You cannot move the upper bits of an XMM register into a general purpose register directly.
You'll have to follow a two-step process, which may or may not involve a roundtrip to memory or the destruction of a register.
in registers (SSE2)
movq rax,xmm0 ;lower 64 bits
movhlps xmm0,xmm0 ;move high 64 bits to low 64 bits.
movq rbx,xmm0 ;high 64 bits.
punpckhqdq xmm0,xmm0 is the SSE2 integer equivalent of movhlps xmm0,xmm0. Some CPUs may avoid a cycle or two of bypass latency if xmm0 was last written by an integer instruction, not FP.
via memory (SSE2)
movdqu [mem],xmm0
mov rax,[mem]
mov rbx,[mem+8]
slow, but does not destroy xmm register (SSE4.1)
mov rax,xmm0
pextrq rbx,xmm0,1 ;3 cycle latency on Ryzen! (and 2 uops)
A hybrid strategy is possible, e.g. store to memory, movd/q e/rax,xmm0 so it's ready quickly, then reload the higher elements. (Store-forwarding latency is not much worse than ALU, though.) That gives you a balance of uops for different back-end execution units. Store/reload is especially good when you want lots of small elements. (mov / movzx loads into 32-bit registers are cheap and have 2/clock throughput.)

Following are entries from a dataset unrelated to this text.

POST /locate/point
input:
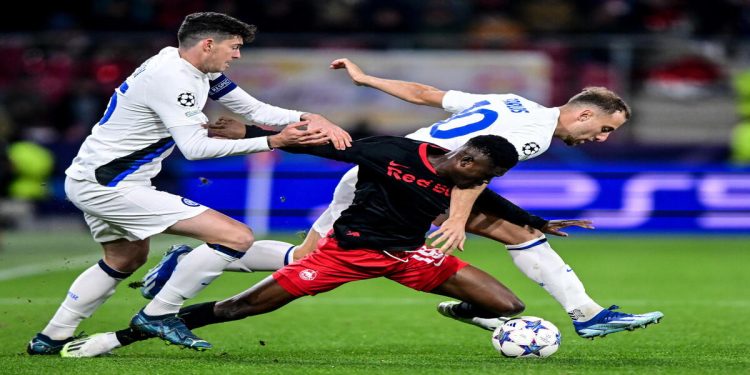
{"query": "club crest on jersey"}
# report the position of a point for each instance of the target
(308, 274)
(190, 203)
(186, 99)
(530, 148)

For 32 bits, the code is similar:
in registers
movd eax,xmm0
psrldq xmm0,xmm0,4 ;shift 4 bytes to the right
movd ebx,xmm0
psrldq xmm0,xmm0,4 ; pshufd could copy-and-shuffle the original reg
movd ecx,xmm0 ; not destroying the XMM and maybe creating some ILP
psrlq xmm0,xmm0,4
movd edx,xmm0
via memory
movdqu [mem],xmm0
mov eax,[mem]
mov ebx,[mem+4]
mov ecx,[mem+8]
mov edx,[mem+12]
Not destroying xmm register (SSE4.1) (slow like the psrldq / pshufd version)
movd eax,xmm0
pextrd ebx,xmm0,1 ;3 cycle latency on Skylake!
pextrd ecx,xmm0,2 ;also 2 uops: like a shuffle(port5) + movd(port0)
pextrd edx,xmm0,3
The 64-bit shift variant can run in 2 cycles. The pextrq version takes 4 minimum. For 32-bit, the numbers are 4 and 10, respectively.